U.S. Department of Justice January 06, 2011
  • Office of Public Affairs (202) 514-2007/ (202) 514-1888

WASHINGTON—Marc Velasquez pled guilty today to engaging in a conspiracy to defraud the Federal Communications Commission’s (FCC) Video Relay Service (VRS) program, announced Assistant Attorney General Lanny A. Breuer of the Criminal Division and James W. McJunkin, Assistant Director in Charge of the FBI’s Washington Field Office.

Velasquez pled guilty before U.S. District Judge Joel A. Pisano in Trenton, N.J., to one count of conspiracy to commit wire fraud. Velasquez was indicted on Nov. 18, 2009, along with others alleged to have been involved in the criminal conspiracy. The defendants are alleged to have caused the FCC to pay millions of dollars in fraudulent reimbursements.

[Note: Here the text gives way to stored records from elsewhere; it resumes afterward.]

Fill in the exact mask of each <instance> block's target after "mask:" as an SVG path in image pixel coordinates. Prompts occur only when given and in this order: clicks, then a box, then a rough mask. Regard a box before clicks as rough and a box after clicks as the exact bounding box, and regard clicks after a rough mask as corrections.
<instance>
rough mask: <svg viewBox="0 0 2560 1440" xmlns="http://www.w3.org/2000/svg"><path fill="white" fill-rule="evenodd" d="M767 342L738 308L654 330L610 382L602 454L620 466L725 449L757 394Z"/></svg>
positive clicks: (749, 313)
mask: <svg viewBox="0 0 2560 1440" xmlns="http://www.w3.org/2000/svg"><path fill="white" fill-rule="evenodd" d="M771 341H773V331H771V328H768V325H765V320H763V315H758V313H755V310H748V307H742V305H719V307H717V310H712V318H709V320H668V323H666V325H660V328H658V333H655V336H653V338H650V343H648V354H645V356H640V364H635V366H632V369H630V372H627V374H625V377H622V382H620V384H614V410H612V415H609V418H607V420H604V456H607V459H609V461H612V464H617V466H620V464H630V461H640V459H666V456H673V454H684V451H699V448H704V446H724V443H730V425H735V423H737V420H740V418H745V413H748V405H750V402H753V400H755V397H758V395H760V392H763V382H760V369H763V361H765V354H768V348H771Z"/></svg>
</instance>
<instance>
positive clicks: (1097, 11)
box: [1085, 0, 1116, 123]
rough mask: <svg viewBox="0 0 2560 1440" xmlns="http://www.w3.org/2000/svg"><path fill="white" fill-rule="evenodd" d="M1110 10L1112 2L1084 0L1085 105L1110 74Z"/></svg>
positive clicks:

In pleading guilty, Velasquez admitted that, beginning in approximately October 2008, he conspired with others to pay individuals to make fraudulent VRS phone calls using a company’s VRS service. In return, Velasquez was paid at least 20 percent of every dollar of fraudulent reimbursed calls paid out by the FCC.

According to the indictment, VRS is an online video translation service that allows people with hearing disabilities to communicate with hearing individuals through the use of interpreters and web cameras. A person with a hearing disability who wants to communicate with a hearing person can do so by contacting a VRS provider through an audio and video Internet connection. The VRS provider, in turn, employs a video interpreter to view and interpret the hearing disabled person’s signed conversation and relay the signed conversation orally to a hearing person. VRS is funded by fees assessed by telecommunications providers to telephone customers, and is provided at no cost to the VRS user.

At sentencing on June 6, 2011, Velasquez faces a maximum sentence of 20 years in prison, a fine of $250,000, and mandatory restitution and forfeiture.

These cases are being prosecuted by Deputy Chief Hank Bond Walther and Trial Attorneys Brigham Cannon and Robert Zink of the Criminal Division’s Fraud Section, with the investigative assistance of the FBI’s Washington Field Office, the U.S. Postal Inspection Service, and the FCC Office of Inspector General.